Pistachios for me all the way.... I like Brazil nuts but they HATE me badly...


----------



## Pinky (Mar 2, 2020)

Pistachios for me too. I like cashews as well. Sometimes, peanuts.


----------



## jujube (Mar 2, 2020)

I love just about any nut.  Macadamias seem a bit tasteless to me, but clad them in chocolate and they're calling my name!


----------



## Ruthanne (Mar 2, 2020)

hollydolly said:


> Pistachios for me all the way.... I like Brazil nuts but they HATE me badly...


I love pistachios but haven't had them in ages.  I remember as a kid buying a whole bag of the red dyed ones and getting  my fingers all bright pink.


----------



## Ruthanne (Mar 2, 2020)

jujube said:


> I love just about any nut.  Macadamias seem a bit tasteless to me, but clad them in chocolate and they're calling my name!


yes, covered in chocolate are to die for


----------



## hollydolly (Mar 2, 2020)

Ruthanne said:


> I love pistachios but haven't had them in ages.  I remember as a kid buying a whole bag of the red dyed ones and getting  my fingers all bright pink.


 lol...I don't think I've ever seen red dyed ones.... but pistachios are so more-ish it's easy to eat much more than you should..


----------



## Ruthanne (Mar 2, 2020)

hollydolly said:


> lol...I don't think I've ever seen red dyed ones.... but pistachios are so more-ish it's easy to eat much more than you should..


Yes, and that can happen with most nuts


----------



## charry (Mar 2, 2020)

i like all nuts, but mainly eat walnuts and cashews


----------



## IrisSenior (Mar 2, 2020)

The only one I didn't vote for was macadamia - they are boring and I don't like chocolate covered nuts. My "other" was Brazil nuts.


----------



## rkunsaw (Mar 2, 2020)

Two others....Brazil nuts and coconuts


----------



## Gardenlover (Mar 2, 2020)

I choose "Other" - The people kind of course.


----------



## Marlene (Mar 2, 2020)

hollydolly said:


> lol...I don't think I've ever seen red dyed ones.... but pistachios are so more-ish it's easy to eat much more than you should..

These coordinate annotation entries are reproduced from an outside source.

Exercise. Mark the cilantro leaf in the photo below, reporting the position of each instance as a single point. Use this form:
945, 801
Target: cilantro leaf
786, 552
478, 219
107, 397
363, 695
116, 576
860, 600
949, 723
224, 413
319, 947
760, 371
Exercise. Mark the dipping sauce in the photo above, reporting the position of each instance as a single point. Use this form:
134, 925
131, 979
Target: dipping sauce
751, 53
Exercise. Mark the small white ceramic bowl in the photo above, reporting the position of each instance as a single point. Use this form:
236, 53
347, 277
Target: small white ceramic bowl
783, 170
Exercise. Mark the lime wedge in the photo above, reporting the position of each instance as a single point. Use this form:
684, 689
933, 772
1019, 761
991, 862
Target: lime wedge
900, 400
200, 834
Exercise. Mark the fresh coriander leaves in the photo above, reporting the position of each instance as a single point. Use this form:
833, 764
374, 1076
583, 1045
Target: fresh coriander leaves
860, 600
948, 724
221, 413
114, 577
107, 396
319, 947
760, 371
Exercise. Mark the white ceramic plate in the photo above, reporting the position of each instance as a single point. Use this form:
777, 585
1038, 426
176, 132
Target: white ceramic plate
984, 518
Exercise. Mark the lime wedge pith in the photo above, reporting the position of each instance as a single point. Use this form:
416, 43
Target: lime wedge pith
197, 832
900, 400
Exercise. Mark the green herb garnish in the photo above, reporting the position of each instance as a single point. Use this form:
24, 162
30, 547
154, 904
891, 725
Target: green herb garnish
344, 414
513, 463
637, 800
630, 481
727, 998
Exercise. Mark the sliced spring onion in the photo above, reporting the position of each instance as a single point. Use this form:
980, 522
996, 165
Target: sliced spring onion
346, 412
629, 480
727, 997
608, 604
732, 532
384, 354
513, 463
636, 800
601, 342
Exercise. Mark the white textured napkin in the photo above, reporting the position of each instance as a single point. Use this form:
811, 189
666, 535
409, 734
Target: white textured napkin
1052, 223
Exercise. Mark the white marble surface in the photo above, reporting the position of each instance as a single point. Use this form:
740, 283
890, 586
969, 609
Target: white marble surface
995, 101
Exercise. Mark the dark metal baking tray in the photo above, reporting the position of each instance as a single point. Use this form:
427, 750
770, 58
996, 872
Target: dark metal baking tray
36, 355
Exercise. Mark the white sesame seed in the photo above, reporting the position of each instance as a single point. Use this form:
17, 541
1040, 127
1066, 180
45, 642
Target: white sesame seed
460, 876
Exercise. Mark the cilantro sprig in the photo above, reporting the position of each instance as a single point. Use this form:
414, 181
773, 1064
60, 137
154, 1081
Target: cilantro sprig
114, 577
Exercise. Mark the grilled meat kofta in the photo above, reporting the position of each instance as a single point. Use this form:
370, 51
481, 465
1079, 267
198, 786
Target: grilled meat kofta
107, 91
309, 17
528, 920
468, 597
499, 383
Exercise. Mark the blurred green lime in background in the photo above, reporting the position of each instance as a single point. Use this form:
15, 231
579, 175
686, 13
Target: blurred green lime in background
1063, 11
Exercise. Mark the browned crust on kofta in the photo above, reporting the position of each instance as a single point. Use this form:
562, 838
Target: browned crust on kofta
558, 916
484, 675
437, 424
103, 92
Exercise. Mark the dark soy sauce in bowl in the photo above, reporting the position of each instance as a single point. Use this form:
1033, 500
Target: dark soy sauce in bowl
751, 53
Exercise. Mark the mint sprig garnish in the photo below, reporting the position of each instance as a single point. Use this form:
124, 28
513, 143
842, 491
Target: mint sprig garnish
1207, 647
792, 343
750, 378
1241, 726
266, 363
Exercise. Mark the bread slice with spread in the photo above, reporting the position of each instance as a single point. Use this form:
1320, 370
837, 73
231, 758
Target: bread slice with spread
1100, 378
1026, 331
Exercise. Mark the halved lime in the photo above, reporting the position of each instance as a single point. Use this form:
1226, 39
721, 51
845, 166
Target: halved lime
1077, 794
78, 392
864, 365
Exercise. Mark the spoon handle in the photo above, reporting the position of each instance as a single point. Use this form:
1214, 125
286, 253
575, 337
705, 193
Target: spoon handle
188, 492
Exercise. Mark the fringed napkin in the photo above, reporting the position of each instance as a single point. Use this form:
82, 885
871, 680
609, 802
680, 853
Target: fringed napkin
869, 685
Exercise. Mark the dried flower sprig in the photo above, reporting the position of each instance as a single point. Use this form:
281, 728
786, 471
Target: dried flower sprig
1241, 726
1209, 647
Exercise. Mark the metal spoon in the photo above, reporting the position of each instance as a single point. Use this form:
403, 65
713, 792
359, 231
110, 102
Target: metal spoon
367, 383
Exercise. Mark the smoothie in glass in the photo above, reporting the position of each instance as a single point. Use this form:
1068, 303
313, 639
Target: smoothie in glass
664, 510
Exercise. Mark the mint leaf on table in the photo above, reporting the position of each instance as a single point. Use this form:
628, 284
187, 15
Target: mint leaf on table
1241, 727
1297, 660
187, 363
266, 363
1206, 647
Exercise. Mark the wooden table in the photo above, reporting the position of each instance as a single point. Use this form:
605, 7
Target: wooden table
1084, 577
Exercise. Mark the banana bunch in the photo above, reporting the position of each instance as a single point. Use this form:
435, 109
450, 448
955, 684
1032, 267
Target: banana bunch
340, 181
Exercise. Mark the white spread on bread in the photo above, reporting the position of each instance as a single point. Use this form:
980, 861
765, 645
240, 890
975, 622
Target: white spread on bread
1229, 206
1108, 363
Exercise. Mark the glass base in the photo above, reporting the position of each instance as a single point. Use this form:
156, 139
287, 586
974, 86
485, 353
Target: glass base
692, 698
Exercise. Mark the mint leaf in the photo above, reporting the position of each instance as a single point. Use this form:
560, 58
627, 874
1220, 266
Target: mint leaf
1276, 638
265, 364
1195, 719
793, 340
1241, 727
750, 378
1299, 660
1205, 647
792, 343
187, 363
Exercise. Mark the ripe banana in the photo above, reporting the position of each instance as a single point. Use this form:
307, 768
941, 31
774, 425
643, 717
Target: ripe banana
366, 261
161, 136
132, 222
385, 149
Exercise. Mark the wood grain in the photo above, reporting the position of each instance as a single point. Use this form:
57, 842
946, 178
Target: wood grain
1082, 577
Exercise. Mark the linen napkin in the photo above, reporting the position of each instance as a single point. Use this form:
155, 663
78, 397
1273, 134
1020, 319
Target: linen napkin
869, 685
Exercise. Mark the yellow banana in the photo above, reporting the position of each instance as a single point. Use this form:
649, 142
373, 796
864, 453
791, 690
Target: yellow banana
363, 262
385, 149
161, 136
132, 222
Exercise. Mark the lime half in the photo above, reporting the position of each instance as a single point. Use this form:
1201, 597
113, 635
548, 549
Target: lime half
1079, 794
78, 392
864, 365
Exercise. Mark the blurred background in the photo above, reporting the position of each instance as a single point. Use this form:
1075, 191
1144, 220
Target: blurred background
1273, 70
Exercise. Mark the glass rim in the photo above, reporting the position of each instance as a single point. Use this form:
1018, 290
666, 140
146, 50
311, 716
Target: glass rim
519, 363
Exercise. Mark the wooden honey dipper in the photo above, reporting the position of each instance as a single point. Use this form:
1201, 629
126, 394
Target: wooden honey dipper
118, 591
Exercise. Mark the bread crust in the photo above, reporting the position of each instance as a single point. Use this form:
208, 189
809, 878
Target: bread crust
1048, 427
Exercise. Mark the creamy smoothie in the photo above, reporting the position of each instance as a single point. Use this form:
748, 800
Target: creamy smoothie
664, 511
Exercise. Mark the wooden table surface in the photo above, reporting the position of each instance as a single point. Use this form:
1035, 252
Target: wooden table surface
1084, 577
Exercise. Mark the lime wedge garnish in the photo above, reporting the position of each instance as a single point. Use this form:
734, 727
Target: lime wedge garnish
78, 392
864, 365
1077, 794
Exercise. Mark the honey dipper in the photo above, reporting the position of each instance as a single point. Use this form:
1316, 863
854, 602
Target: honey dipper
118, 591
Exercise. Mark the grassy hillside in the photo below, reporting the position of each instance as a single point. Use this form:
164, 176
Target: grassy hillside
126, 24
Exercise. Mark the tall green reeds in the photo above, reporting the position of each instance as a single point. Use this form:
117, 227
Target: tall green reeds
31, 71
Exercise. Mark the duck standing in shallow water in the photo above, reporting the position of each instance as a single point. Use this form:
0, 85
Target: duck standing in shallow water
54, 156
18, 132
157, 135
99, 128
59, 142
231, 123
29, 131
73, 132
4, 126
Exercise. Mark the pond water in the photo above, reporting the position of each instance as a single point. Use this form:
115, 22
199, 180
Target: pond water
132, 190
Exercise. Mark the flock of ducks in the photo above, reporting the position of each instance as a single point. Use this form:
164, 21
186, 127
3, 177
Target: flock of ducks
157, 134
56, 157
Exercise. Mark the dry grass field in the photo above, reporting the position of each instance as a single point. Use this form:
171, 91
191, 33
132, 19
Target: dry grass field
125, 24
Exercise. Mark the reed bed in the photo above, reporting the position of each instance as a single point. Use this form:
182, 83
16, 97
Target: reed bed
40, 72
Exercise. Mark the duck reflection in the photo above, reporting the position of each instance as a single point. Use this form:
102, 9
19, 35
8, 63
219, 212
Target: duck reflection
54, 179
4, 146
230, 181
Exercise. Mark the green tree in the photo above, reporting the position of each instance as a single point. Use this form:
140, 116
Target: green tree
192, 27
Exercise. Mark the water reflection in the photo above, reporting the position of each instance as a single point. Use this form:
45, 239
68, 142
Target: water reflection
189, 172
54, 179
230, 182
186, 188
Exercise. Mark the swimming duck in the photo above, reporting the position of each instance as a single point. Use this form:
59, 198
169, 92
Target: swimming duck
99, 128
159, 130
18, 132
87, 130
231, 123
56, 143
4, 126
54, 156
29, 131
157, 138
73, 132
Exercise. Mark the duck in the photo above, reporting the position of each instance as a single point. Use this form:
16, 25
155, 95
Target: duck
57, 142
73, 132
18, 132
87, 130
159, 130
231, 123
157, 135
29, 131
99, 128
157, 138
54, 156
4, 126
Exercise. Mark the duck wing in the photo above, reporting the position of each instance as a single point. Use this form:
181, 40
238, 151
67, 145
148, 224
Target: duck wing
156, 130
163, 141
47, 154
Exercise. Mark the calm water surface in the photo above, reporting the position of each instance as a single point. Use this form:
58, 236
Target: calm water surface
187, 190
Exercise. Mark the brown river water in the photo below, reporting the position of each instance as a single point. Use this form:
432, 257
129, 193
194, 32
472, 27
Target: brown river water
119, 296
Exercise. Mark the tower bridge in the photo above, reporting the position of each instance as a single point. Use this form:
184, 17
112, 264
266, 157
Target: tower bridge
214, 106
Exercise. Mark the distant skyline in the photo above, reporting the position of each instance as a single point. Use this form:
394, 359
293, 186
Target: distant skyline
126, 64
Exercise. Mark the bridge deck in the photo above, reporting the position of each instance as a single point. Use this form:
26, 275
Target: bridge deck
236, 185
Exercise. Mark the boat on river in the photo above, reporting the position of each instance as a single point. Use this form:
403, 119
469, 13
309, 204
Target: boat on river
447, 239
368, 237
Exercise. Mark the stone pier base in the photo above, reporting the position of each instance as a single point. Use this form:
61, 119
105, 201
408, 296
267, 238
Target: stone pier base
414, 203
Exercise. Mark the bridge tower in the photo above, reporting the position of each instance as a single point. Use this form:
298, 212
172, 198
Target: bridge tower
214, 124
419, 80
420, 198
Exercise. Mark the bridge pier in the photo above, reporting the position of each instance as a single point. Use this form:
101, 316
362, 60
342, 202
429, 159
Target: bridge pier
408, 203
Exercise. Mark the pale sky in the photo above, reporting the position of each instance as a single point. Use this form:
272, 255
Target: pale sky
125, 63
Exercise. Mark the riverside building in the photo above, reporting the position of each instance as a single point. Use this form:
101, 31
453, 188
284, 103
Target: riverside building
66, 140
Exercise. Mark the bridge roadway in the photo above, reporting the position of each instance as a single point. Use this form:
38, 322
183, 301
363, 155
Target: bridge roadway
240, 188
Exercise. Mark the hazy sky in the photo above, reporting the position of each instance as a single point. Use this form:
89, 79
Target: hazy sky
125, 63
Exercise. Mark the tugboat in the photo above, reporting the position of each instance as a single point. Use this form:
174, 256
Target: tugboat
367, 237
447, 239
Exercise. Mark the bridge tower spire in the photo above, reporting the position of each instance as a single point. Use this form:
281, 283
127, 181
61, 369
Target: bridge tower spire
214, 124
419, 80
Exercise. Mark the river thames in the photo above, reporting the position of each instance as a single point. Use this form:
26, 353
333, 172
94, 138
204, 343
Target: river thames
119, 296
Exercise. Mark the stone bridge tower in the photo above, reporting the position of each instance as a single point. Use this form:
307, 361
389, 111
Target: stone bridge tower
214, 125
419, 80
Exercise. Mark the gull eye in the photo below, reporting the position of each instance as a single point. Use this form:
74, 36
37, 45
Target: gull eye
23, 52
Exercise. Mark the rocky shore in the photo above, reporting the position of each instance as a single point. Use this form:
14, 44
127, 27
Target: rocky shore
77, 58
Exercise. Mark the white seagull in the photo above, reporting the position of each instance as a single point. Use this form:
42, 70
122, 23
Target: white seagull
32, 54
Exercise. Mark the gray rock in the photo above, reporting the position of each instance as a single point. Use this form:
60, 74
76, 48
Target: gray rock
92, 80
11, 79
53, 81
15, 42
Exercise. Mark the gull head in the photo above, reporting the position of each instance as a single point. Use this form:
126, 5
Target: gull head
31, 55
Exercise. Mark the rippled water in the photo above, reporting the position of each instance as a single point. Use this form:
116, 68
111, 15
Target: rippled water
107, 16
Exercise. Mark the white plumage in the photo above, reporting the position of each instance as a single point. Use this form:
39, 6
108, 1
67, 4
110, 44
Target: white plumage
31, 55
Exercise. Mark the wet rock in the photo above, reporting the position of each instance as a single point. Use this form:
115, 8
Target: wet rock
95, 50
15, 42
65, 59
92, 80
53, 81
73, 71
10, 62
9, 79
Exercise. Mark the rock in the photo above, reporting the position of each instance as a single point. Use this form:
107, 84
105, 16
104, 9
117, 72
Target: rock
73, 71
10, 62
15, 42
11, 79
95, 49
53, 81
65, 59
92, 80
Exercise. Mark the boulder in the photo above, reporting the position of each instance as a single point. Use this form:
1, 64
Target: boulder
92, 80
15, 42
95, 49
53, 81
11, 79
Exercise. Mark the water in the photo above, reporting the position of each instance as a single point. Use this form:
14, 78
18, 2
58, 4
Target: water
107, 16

I wonder if that was a U.S. thing.  I remember the red pistachios from when I was a kid.  Haven't seen any in ever so long.


----------



## Marlene (Mar 2, 2020)

I like almost all nuts except Cashews.  Can't stand them. . .


----------



## Ruthanne (Mar 2, 2020)

Pecans have the most votes so far..my fave.


----------



## Pinky (Mar 2, 2020)

Marlene said:


> I wonder if that was a U.S. thing.  I remember the red pistachios from when I was a kid.  Haven't seen any in ever so long.


We used to get the dyed ones, but lately I only see them around Christmas. Otherwise they're natural.


----------



## treeguy64 (Mar 2, 2020)

Can't eat pistachios. My throat tightens, and I can't swallow. Scary, but not a deadly hazard, at least as I've experienced them......thus far.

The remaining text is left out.